Julia Demaree Nikhinson/AP Photo
Donald Trump takes the oath of office as the 47th president. Just out of frame behind him? The three richest men in the world.
At 12:01 p.m. Eastern time today, Donald Trump pledged to preserve, protect, and violate the Constitution of the United States. So help us, God.
The most immediate violation, of course, is the executive order he is issuing today that suspends birthright citizenship, so that the immigration cops (abetted by the Army and local police, thanks to a Trump order resurrecting the Alien Enemies Act of 1798) can deport the American-born children of undocumented immigrants. Amendment 14, Section 1 of the Constitution reads, “All persons born or naturalized in the United States, and subject to the jurisdiction thereof, are citizens of the United States and of the State wherein they reside.”
Trump’s henchmen argue that the phrase “subject to the jurisdiction thereof” thereby excludes undocumented immigrants and their born-in-the-USA children. Despite that, The Wall Street Journal reports today that undocumented people convicted of capital crimes are to be given the death penalty, which some might construe as being subject to the jurisdiction of the United States, and then some.
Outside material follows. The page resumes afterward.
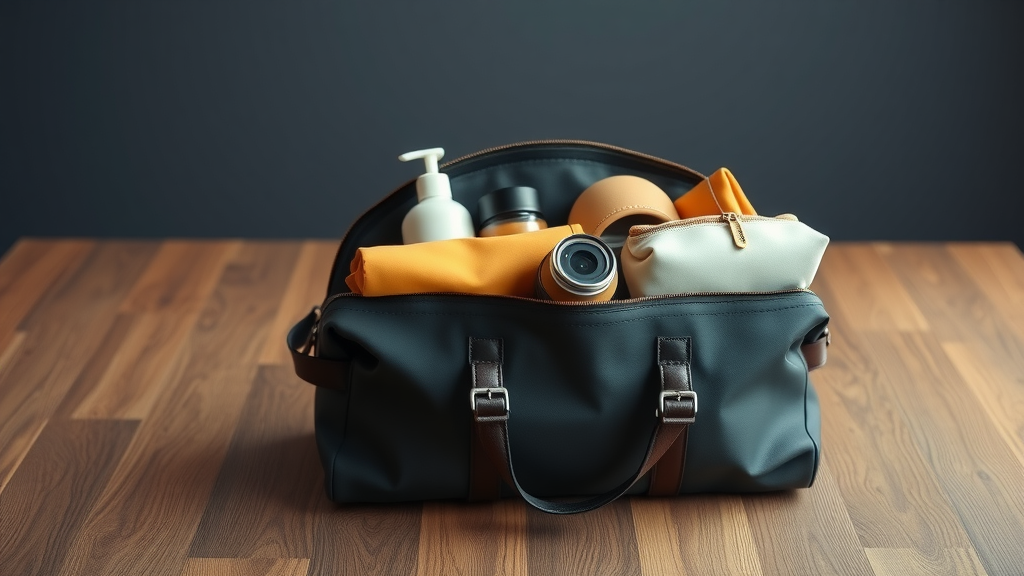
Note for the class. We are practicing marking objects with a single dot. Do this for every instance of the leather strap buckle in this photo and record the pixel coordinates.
(668, 414)
(475, 394)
Trump’s orders, the Journal continues, also include making noncitizens and citizens alike recipients of the death penalty for murdering police officers. Should he pardon the January 6th assailants of the Capitol Police, this also might strike some as an inconsistency. But sometimes, consistency is the hobgoblin of people capable of at least rudimentary reasoning.
Trump’s 2017 inaugural address was notable for its depiction of a nation beset with crime and depravity, and this year’s version actually doubled down on that big lie. The presumable disasters he cited ranged from the Biden administration’s “weaponization” of the Justice Department to the Pacific Palisades fire, which dared, Trump pointed out, to take the homes of “some of the wealthiest and most powerful individuals in our country, some of whom are sitting here right now. They don’t have a home any longer. That’s interesting.”
And there, in a phrase, most likely an aside, was the quintessential Trump. The fire victims he chose to single out weren’t the middle-class Black families of Altadena; they were the Palisades billionaires who’d come to pay him fealty. It was the destruction of their homes that was “interesting”—meaning what, exactly? That the fire, which burned down at least 7,000 homes, was actually designed by nefarious parties (illegal aliens?) to single out the homes of a handful of very rich Trump campaign donors? Can we get a meme going on this? After all, the guys Trump glanced at as he said this—Elon Musk, Mark Zuckerberg, Jeff Bezos, who got the prime seats, behind Trump’s kids but in front of his incoming cabinet—own the media.
(Talk about your rich men north of Richmond! Never before in American history has so much wealth come to the capital to cozy up to power. Somehow, the musical selections omitted “We’re in the Money,” which is the real anthem of the oligarchs of Trump Nation.)
To no one’s surprise, besides sealing the border and deporting a considerable number of citizens (in 2022, the Pew Center estimated there were 4.4 million American-born citizens who were children of at least one undocumented immigrant), Trump also pledged to revive American manufacturing, which had experienced its first revival in half a century through Joe Biden’s clean-energy grants to green-energy manufacturers—grants that Trump promised to repeal.
He vowed to change the name of the Gulf of Mexico to the Gulf of America, though his control over international waters is questionable. He said he’d reaffix William McKinley’s name to that big mountain in Alaska (that he can do; Barack Obama changed it officially to Denali in 2015). He vowed to avoid all wars, and promised to retake the Panama Canal, though that would surely require American troops to fight their Panamanian counterparts.
The one priority that Trump omitted from his discourse was his paramount economic objective: renewing, and if possible, increasing his huge tax cut for the rich. That reflects his handlers’ understanding that the American people, very much including the MAGAnauts, actually favor raising taxes on the rich. After all, the initial enactment of those tax cuts back in 2017, which was supposed to politically benefit the Republicans, not only had no discernible positive effect, but contributed to the Democrats’ retaking the House in 2018.
No need to raise any qualms among the MAGA faithful. The worst are full of passionate intensity; best to keep ’em that way.